To create an index, you must know the position of the subsequence and require the subsequence number.

In fact, there are two more than 70 M documents, ending with. fa,

Baidu checked that the fa file is a data file. Full name: FASTA Formatted Sequence File.

It is a data file format in bioinformatics and is a text-based format used to represent the nucleotide or amino acid sequences. In this format, the base pair or amino acid is encoded with a single letter, and the sequence name and comment can be added before the sequence.

I tried to open it with notepad and the result got stuck.

So, these should be the data to be read. We use binary to read data.

More than 70 M, 1000000 base sequences of 100 bits, requiring an index to be created in 8 GB memory.

Since an index is created, it takes a lot of time for a given subsequence to be searched in string mode. Therefore, I have established a rule:

Replace A with 1;

Replace T with 2;

Replace C with 3;

Replace G with 4.

We can define the Code as follows:

// This Code only converts numeric values: # include <iostream> # include <cstdio> # include <cstring> using namespace std; int getnum (int, int ); char s [100]; int a [100]; // The array that saves the value int numall = 0; int main () {int len, k; // len: determine the number of sequences k: k strings int I, j; gets (s); cin> k; // enter the integer k len = strlen (s ); // obtain the sequence length for (I = 0, j = 0; I <(len-k + 1); I ++, j ++) {a [I] = getnum (I, k); cout <a [I] <endl ;}} int getnum (int n, int k) // obtain the numeric value of a single sequence and save the result in array a {int numb, l, m = 0; l = n; numall = 0; (; n <k + l; n ++, m ++) {numb = 1; for (int I = 0; I <k-m-1; I ++) numb = numb * 10; if (s [n] = 'A') numb * = 1; else if (s [n] = 'T') numb * = 2; else if (s [n] = 'C') numb * = 3; else if (s [n] = 'G') numb * = 4; numall + = numb;} return numall ;}

We input the base sequence in the example:



In this way, it is more convenient to search for numbers in the code.

The other is the establishment of indexes. Since the search, we first think of comparison from the ground up one by one.

However, under the memory limit, 1000000 sequences are also difficult for computers.

Sort according to our ideas first.

Bubble? Select? Bucket sorting? Which one is better? In fact, I am also depressed. In fact, the first thought is Bubble sorting. Therefore, we can choose Bubble sorting.

Remember that the question requires a specific location, so we should use another array to correspond to the original array, that is, number.

After sorting is completed, the number array cannot be changed.
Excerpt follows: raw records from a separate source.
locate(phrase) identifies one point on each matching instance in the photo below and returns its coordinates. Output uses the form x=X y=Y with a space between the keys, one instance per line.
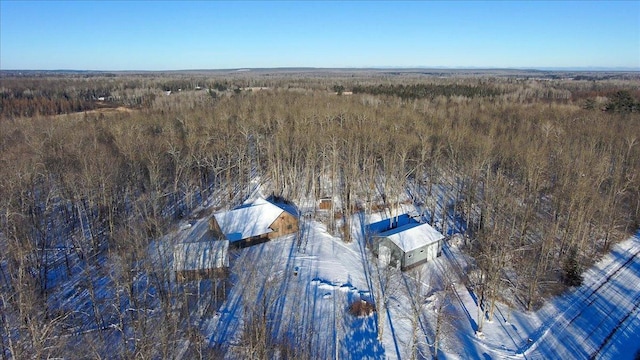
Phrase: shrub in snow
x=361 y=308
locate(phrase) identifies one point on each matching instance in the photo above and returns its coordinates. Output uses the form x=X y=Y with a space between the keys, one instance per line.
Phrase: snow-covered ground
x=318 y=275
x=308 y=280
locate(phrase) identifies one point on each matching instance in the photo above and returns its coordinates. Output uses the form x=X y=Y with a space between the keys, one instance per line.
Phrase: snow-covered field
x=316 y=276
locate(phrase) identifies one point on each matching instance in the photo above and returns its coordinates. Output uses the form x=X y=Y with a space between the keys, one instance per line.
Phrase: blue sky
x=165 y=35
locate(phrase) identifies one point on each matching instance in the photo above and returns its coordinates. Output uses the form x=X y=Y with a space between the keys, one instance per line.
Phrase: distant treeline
x=421 y=91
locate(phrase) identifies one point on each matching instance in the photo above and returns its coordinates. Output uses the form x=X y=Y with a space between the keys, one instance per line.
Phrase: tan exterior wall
x=284 y=224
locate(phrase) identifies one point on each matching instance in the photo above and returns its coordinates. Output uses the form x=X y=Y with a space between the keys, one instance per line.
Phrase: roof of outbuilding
x=249 y=220
x=412 y=236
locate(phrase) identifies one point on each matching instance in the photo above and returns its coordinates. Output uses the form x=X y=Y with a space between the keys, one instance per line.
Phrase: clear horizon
x=166 y=36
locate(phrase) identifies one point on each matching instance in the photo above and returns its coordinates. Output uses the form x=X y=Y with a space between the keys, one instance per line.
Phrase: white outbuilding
x=405 y=241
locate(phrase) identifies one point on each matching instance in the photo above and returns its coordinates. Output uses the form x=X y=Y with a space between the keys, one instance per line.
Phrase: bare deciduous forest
x=544 y=172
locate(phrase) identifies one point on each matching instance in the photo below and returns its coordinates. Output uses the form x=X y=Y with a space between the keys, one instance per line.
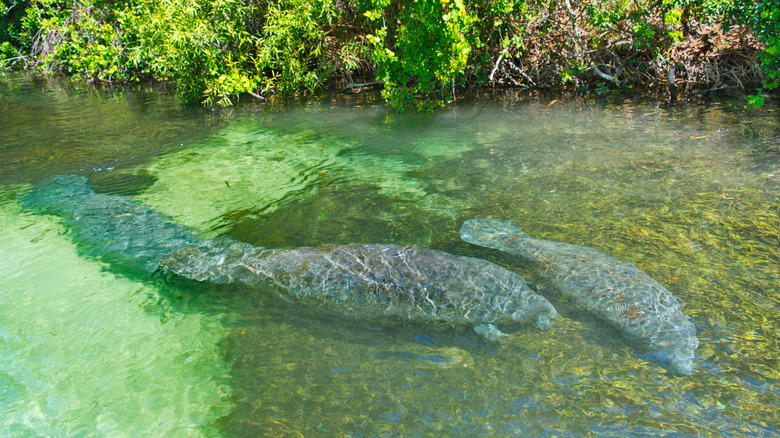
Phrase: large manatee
x=357 y=280
x=618 y=292
x=373 y=281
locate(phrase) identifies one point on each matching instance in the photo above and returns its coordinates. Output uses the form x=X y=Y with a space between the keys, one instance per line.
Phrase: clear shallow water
x=688 y=193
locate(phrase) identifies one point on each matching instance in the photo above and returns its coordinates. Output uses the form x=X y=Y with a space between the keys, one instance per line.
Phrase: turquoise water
x=686 y=192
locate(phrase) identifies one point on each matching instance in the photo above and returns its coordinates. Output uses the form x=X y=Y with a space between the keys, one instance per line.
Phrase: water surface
x=687 y=192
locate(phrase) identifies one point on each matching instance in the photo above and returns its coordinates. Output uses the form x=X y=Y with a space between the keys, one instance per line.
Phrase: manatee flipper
x=489 y=331
x=488 y=232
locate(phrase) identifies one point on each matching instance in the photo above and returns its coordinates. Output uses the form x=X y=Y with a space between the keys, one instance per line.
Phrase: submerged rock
x=615 y=291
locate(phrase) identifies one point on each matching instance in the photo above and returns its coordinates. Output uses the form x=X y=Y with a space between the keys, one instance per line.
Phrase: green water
x=688 y=192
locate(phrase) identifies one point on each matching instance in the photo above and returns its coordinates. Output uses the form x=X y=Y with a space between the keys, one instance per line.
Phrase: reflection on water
x=688 y=193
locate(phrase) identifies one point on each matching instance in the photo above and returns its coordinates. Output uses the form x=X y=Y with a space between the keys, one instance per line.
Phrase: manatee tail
x=491 y=233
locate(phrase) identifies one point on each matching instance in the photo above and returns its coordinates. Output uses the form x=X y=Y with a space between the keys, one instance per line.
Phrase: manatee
x=618 y=292
x=366 y=281
x=372 y=281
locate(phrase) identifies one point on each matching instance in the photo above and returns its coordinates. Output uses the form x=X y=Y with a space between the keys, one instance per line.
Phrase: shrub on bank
x=419 y=51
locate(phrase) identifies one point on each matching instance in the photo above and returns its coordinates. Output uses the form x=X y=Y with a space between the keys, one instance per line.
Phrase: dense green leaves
x=420 y=51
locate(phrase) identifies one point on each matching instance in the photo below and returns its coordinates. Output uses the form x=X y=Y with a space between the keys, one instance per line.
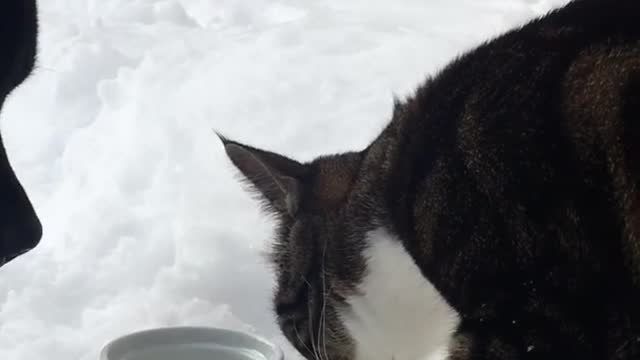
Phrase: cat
x=496 y=216
x=20 y=228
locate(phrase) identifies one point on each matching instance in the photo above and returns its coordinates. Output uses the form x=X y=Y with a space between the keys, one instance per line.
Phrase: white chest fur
x=400 y=315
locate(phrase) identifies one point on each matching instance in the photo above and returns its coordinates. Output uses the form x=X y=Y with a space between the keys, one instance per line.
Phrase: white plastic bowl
x=190 y=343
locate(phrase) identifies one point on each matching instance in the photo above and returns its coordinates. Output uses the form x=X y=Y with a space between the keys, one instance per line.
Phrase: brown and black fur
x=20 y=228
x=512 y=178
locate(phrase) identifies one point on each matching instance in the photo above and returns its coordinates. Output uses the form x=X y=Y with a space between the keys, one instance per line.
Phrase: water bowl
x=190 y=343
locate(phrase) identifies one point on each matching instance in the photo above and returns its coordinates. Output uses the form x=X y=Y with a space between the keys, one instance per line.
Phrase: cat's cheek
x=398 y=314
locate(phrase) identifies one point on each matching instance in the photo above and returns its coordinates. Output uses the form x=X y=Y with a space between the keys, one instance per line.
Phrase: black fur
x=20 y=229
x=512 y=178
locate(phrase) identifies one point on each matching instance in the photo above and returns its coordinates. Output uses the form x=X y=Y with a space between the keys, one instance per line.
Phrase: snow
x=145 y=223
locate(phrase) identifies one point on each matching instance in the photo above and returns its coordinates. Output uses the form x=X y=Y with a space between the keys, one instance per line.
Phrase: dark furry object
x=20 y=229
x=512 y=178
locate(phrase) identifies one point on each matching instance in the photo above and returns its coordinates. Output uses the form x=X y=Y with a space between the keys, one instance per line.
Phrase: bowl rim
x=105 y=353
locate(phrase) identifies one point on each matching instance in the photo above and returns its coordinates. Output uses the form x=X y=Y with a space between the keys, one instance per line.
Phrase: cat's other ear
x=276 y=178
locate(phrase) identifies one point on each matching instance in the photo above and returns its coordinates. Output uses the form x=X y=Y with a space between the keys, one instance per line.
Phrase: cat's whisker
x=295 y=329
x=324 y=303
x=310 y=322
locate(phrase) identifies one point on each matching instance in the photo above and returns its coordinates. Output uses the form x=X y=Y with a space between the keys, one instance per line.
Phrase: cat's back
x=515 y=175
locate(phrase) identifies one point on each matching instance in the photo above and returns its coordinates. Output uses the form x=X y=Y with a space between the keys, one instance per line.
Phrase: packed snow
x=145 y=224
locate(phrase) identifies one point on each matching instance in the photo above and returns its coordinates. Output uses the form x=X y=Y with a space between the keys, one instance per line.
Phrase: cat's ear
x=275 y=177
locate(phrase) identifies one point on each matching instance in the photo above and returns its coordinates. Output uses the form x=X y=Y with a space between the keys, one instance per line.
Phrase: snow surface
x=145 y=224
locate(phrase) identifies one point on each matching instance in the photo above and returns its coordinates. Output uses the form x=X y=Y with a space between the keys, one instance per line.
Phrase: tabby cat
x=497 y=216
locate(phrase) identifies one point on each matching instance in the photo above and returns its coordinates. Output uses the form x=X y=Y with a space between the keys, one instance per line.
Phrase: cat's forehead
x=332 y=179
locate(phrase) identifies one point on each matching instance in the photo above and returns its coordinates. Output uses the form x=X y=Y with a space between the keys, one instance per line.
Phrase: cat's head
x=316 y=252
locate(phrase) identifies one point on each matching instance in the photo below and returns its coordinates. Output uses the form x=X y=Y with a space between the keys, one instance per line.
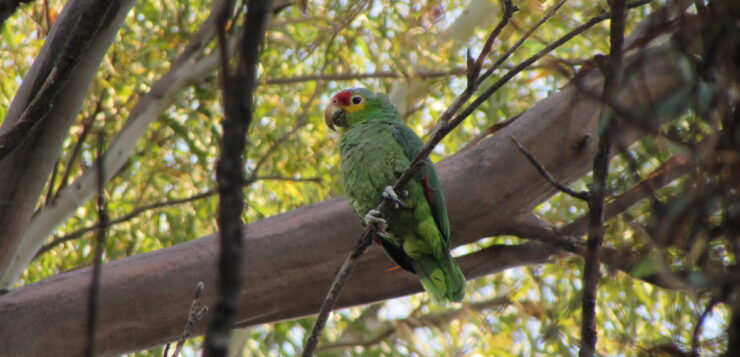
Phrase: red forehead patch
x=343 y=97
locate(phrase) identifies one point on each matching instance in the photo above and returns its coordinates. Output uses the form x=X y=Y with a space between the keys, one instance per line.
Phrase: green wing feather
x=427 y=176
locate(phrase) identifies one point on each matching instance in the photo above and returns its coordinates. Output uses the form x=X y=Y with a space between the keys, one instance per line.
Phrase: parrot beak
x=334 y=115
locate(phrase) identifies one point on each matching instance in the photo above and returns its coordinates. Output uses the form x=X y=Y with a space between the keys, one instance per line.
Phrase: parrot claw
x=375 y=217
x=390 y=194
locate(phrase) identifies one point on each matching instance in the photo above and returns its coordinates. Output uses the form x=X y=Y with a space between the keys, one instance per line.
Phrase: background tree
x=139 y=80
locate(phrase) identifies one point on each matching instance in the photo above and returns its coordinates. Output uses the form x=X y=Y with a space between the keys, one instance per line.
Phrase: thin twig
x=697 y=329
x=238 y=91
x=365 y=239
x=196 y=314
x=674 y=168
x=92 y=302
x=582 y=195
x=598 y=188
x=519 y=43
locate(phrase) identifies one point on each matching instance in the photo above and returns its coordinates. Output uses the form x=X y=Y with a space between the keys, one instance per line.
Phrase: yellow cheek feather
x=354 y=108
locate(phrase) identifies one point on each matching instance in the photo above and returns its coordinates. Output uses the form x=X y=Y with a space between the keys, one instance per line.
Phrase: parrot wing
x=427 y=177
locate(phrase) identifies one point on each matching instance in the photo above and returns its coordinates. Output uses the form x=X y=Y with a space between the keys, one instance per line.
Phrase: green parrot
x=376 y=148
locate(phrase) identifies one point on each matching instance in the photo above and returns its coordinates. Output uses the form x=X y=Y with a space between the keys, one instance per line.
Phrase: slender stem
x=238 y=103
x=598 y=189
x=92 y=300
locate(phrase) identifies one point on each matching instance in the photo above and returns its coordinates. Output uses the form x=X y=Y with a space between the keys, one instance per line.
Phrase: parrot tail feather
x=442 y=279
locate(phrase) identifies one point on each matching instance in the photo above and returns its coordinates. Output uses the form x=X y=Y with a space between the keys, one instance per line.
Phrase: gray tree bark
x=26 y=169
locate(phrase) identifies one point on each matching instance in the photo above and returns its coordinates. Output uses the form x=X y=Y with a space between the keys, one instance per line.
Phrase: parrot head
x=355 y=106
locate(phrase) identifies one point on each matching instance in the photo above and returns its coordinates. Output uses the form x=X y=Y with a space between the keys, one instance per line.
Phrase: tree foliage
x=165 y=193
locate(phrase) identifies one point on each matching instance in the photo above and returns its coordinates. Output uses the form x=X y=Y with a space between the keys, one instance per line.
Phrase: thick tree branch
x=8 y=7
x=24 y=172
x=94 y=290
x=297 y=252
x=473 y=72
x=166 y=203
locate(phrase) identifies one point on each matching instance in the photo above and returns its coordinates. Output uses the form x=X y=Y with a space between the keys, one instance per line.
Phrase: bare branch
x=598 y=188
x=518 y=44
x=166 y=203
x=88 y=26
x=92 y=302
x=546 y=174
x=8 y=7
x=671 y=170
x=238 y=103
x=196 y=314
x=697 y=328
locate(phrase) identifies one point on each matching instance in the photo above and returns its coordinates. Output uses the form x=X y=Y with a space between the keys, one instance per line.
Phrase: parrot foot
x=375 y=217
x=390 y=194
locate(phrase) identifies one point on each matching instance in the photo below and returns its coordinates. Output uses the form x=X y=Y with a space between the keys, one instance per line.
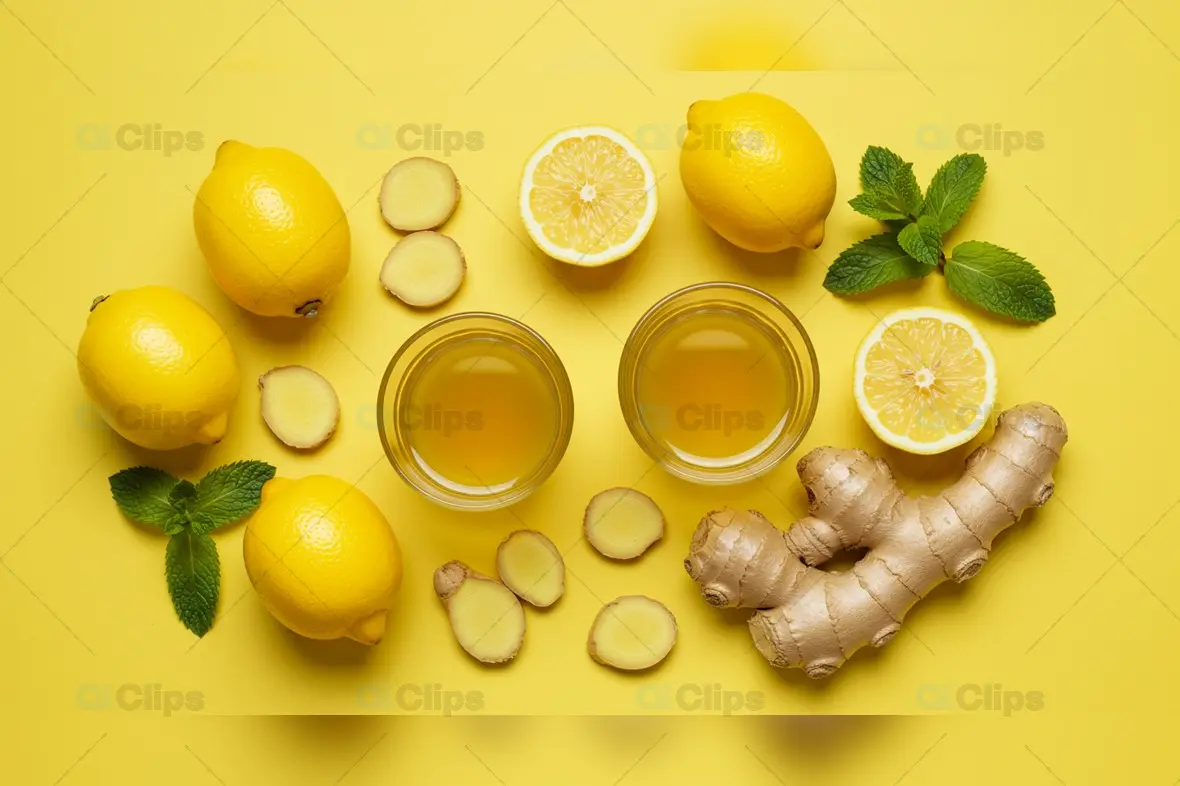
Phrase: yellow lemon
x=588 y=196
x=925 y=380
x=323 y=558
x=758 y=172
x=158 y=368
x=271 y=229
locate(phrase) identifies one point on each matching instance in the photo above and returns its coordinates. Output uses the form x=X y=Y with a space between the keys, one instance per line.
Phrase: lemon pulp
x=926 y=381
x=588 y=196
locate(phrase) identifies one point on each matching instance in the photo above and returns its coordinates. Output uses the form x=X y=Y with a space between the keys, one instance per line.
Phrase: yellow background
x=1079 y=602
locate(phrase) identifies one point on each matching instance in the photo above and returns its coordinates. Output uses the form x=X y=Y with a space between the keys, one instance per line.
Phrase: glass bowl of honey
x=476 y=411
x=719 y=382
The rules of the original array are from small to large.

Given a subsequence, we use the binary method to obtain the specific position and then find the number to obtain its position in the original array.

Finally, according to the rule deserialization sequence.

All the processes are like this:


It is purely personal opinion. If there are any mistakes, we hope to correct them.


@ Mayuko


Contact Us

The content source of this page is from Internet, which doesn't represent Alibaba Cloud's opinion; products and services mentioned on that page don't have any relationship with Alibaba Cloud. If the content of the page makes you feel confusing, please write us an email, we will handle the problem within 5 days after receiving your email.

If you find any instances of plagiarism from the community, please send an email to: info-contact@alibabacloud.com and provide relevant evidence. A staff member will contact you within 5 working days.

A Free Trial That Lets You Build Big!

Start building with 50+ products and up to 12 months usage for Elastic Compute Service

  • Sales Support

    1 on 1 presale consultation

  • After-Sales Support

    24/7 Technical Support 6 Free Tickets per Quarter Faster Response

  • Alibaba Cloud offers highly flexible support services tailored to meet your exact needs.